A Combative Day on Capitol Hill: Booker Clashes With AG Nominee Blanche While Gottheimer Presses New Fed Chair

Capitol Hill produced two genuinely significant hearings on Wednesday, July 15, 2026, both drawing active participation from New Jersey’s congressional delegation. In the Senate, Cory Booker delivered one of the sharpest and most widely circulated lines of questioning during the confirmation hearing for Acting Attorney General Todd Blanche, who is seeking permanent confirmation to lead the Department of Justice. Across the Capitol in the House, Congressman Josh Gottheimer used a separate high profile hearing before the House Financial Services Committee to press newly appointed Federal Reserve Chair Kevin Warsh, marking Warsh’s first ever appearance before Congress since taking the position.

The Blanche hearing before the Senate Judiciary Committee turned genuinely combative at multiple points, with Booker centering much of his questioning on ethics concerns surrounding Blanche’s tenure at the Justice Department. Booker pressed Blanche specifically on the DOJ Antitrust Division’s decision to close its investigation into Paramount’s multibillion dollar acquisition of Warner Bros.

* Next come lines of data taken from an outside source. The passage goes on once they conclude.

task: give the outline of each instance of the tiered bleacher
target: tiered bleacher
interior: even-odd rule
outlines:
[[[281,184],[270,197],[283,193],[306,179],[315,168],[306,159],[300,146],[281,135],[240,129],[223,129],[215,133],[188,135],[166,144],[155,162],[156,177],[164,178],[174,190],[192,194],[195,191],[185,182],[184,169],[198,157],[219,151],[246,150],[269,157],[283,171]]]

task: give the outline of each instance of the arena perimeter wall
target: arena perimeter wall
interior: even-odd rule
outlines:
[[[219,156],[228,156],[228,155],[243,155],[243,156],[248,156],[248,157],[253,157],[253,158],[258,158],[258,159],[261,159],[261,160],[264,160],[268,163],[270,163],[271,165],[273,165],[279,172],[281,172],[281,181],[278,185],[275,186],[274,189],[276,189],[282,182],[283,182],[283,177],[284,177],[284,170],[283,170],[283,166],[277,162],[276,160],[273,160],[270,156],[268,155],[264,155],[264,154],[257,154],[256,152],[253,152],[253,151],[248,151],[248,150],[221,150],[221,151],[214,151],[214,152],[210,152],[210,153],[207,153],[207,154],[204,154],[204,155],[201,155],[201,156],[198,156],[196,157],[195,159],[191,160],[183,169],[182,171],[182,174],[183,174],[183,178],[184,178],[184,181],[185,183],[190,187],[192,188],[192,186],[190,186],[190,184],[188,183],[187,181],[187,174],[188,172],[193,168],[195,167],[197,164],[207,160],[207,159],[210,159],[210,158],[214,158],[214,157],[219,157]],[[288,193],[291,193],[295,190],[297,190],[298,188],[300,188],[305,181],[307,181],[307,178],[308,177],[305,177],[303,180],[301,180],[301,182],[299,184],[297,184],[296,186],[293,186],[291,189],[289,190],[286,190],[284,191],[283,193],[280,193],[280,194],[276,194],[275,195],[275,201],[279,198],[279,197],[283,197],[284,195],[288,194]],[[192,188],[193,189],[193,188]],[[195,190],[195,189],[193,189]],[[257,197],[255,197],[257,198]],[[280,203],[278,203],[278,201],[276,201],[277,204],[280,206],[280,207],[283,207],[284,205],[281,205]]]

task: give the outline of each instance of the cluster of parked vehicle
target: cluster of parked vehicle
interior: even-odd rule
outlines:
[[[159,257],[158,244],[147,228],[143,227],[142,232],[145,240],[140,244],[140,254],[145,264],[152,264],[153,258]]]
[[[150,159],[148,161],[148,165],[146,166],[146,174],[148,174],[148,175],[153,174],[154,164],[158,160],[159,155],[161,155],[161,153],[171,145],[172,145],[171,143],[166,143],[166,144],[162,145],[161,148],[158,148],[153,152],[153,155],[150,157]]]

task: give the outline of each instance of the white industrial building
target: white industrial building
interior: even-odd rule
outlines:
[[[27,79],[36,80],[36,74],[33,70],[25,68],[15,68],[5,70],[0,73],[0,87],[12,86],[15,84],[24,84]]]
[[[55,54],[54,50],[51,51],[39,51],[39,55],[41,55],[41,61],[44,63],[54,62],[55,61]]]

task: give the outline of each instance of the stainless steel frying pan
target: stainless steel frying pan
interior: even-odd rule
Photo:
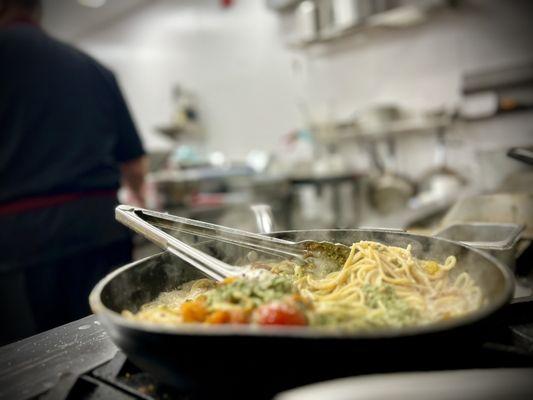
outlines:
[[[476,312],[453,320],[357,333],[246,325],[169,327],[122,317],[121,311],[135,312],[159,293],[201,277],[198,270],[164,252],[102,279],[91,293],[91,307],[129,358],[163,381],[194,387],[202,397],[230,393],[233,398],[246,397],[246,390],[253,388],[254,393],[269,398],[288,387],[368,372],[378,366],[380,371],[424,369],[432,364],[443,368],[456,357],[474,357],[472,349],[502,323],[504,306],[513,293],[513,277],[507,267],[482,251],[445,239],[372,229],[289,231],[272,236],[347,245],[360,240],[401,247],[410,244],[415,256],[440,261],[454,255],[458,265],[453,273],[471,274],[487,302]],[[231,265],[247,262],[249,251],[240,246],[214,240],[195,246]]]

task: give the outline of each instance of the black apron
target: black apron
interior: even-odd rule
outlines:
[[[0,216],[0,344],[89,314],[91,288],[131,260],[115,197],[88,197]]]

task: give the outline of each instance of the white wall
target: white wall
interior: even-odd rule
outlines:
[[[315,113],[339,116],[376,102],[453,107],[464,71],[531,60],[532,6],[468,0],[418,27],[294,50],[263,0],[237,0],[226,10],[215,0],[160,0],[77,44],[117,72],[149,148],[168,146],[154,127],[169,120],[171,88],[180,83],[198,95],[209,147],[242,157],[275,148],[299,126],[302,100]],[[472,169],[466,163],[480,145],[531,142],[528,118],[462,127],[464,145],[452,161]],[[420,173],[432,146],[430,138],[406,140],[400,168]]]
[[[272,148],[298,124],[291,55],[262,1],[159,1],[78,42],[118,74],[150,148],[169,121],[171,88],[197,94],[210,147],[230,156]]]

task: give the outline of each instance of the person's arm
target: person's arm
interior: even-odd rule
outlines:
[[[122,185],[126,188],[127,197],[131,196],[131,202],[144,207],[144,177],[148,170],[148,160],[118,83],[112,74],[108,76],[111,78],[112,93],[116,99],[114,113],[117,124],[115,158],[120,167]]]
[[[120,164],[122,184],[130,191],[133,200],[139,206],[145,207],[144,177],[148,170],[146,156],[141,156]]]

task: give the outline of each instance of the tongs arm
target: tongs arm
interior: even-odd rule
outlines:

Discovery, questioning why Blanche had attended a private dinner with Paramount CEO David Ellison while that investigation remained active. The exchange grew visibly heated, with Blanche raising his voice at one point to insist that while Booker could ask the questions, he could not control the answers Blanche gave in return.

Booker also confronted Blanche over the recent, highly controversial leak of unredacted Jeffrey Epstein files from the Department of Justice, an episode that has drawn scrutiny from lawmakers across the political spectrum. Booker noted that Blanche had declined to meet with Epstein survivors who were present in the hearing room that day, a decision Booker contrasted directly with Blanche’s past professional interactions with Ghislaine Maxwell. Throughout the hearing, Booker argued that Blanche’s record, taken together, raised serious questions about whether the Justice Department under his leadership could operate independently, telling Blanche directly that he had chosen Trump over truth. Booker framed his broader argument around the idea that the attorney general’s client is the American public rather than any single president, and concluded that based on Blanche’s record and testimony, he did not believe Blanche should be confirmed for the role.

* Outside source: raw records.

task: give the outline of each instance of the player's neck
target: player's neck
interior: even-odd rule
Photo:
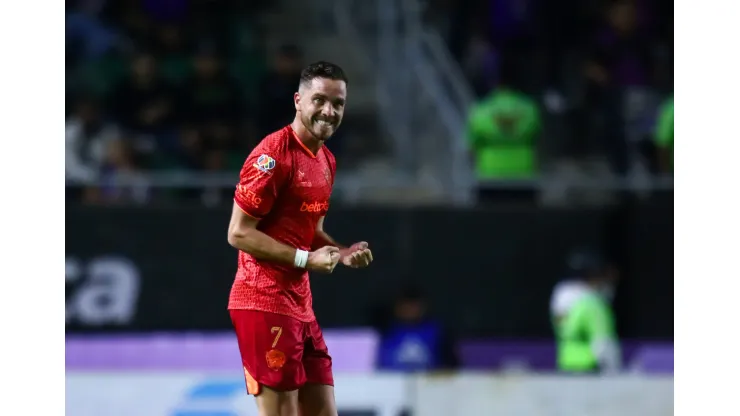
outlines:
[[[296,117],[295,120],[293,120],[293,123],[290,124],[290,127],[295,132],[295,135],[298,137],[298,140],[303,143],[304,146],[308,150],[311,151],[314,155],[319,152],[319,149],[321,149],[321,146],[324,144],[323,140],[319,140],[316,137],[314,137],[311,132],[306,130],[306,126],[303,125],[300,119]]]

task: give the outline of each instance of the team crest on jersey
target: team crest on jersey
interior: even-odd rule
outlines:
[[[257,158],[257,162],[252,166],[257,168],[260,172],[272,173],[270,171],[275,168],[275,159],[267,155],[260,155],[260,157]]]
[[[265,359],[267,360],[267,367],[269,367],[270,370],[279,370],[283,368],[286,360],[285,353],[276,349],[271,349],[270,351],[267,351],[267,354],[265,354]]]

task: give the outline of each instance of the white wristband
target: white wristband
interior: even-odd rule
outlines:
[[[296,250],[295,260],[293,260],[293,264],[295,265],[295,267],[303,269],[306,267],[306,263],[308,263],[308,251]]]

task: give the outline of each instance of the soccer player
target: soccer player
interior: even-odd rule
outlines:
[[[228,231],[239,259],[228,308],[260,416],[337,416],[308,271],[373,260],[366,242],[343,247],[324,231],[336,171],[324,143],[342,122],[346,101],[339,66],[306,67],[293,94],[295,119],[265,137],[239,175]]]

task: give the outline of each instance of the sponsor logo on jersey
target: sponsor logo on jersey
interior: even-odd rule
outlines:
[[[329,210],[328,201],[303,202],[303,204],[301,204],[301,212],[322,213],[328,210]]]
[[[236,186],[236,194],[241,202],[246,202],[255,208],[259,208],[260,204],[262,204],[262,198],[244,185]]]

Blanche, for his part, maintained throughout the hearing that he intends to run the Justice Department independently and pushed back against the characterization that his past professional relationships or prior client work had compromised his judgment in office, a defense he repeated at several points as Democratic senators pressed him on similar ethics questions throughout the day.

Across the Capitol, Congressman Josh Gottheimer of New Jersey’s Fifth District took a different but equally pointed approach during Kevin Warsh’s first congressional appearance as Federal Reserve Chair. Gottheimer questioned Warsh on a range of economic pressures directly affecting New Jersey families, asking whether young households in the state would still realistically be able to afford a mortgage given current interest rates, probing the potential impact of artificial intelligence on regional wages, and asking whether federal deposit insurance limits ought to be raised across consumer banks more broadly. Gottheimer also used his time before the committee to raise concerns about youth sports betting applications, citing research indicating that 36 percent of kids between the ages of 11 and 17 have engaged in some form of underage gambling over the past year, a statistic he presented as evidence that regulators need to take the issue of youth access to gambling platforms considerably more seriously.

Taken together, Wednesday’s hearings reflected two distinct but equally consequential fronts of oversight New Jersey’s congressional delegation is currently engaged in, one centered on questions of independence and accountability at the Justice Department, and the other focused on the Federal Reserve’s approach to monetary policy and consumer protection at a moment of genuine economic anxiety for many New Jersey households. Both Booker’s confrontation with Blanche and Gottheimer’s questioning of Warsh are likely to remain part of the broader national conversation in the days ahead, as the Senate continues deliberating Blanche’s confirmation and as Warsh settles into his new role at the helm of the nation’s central bank.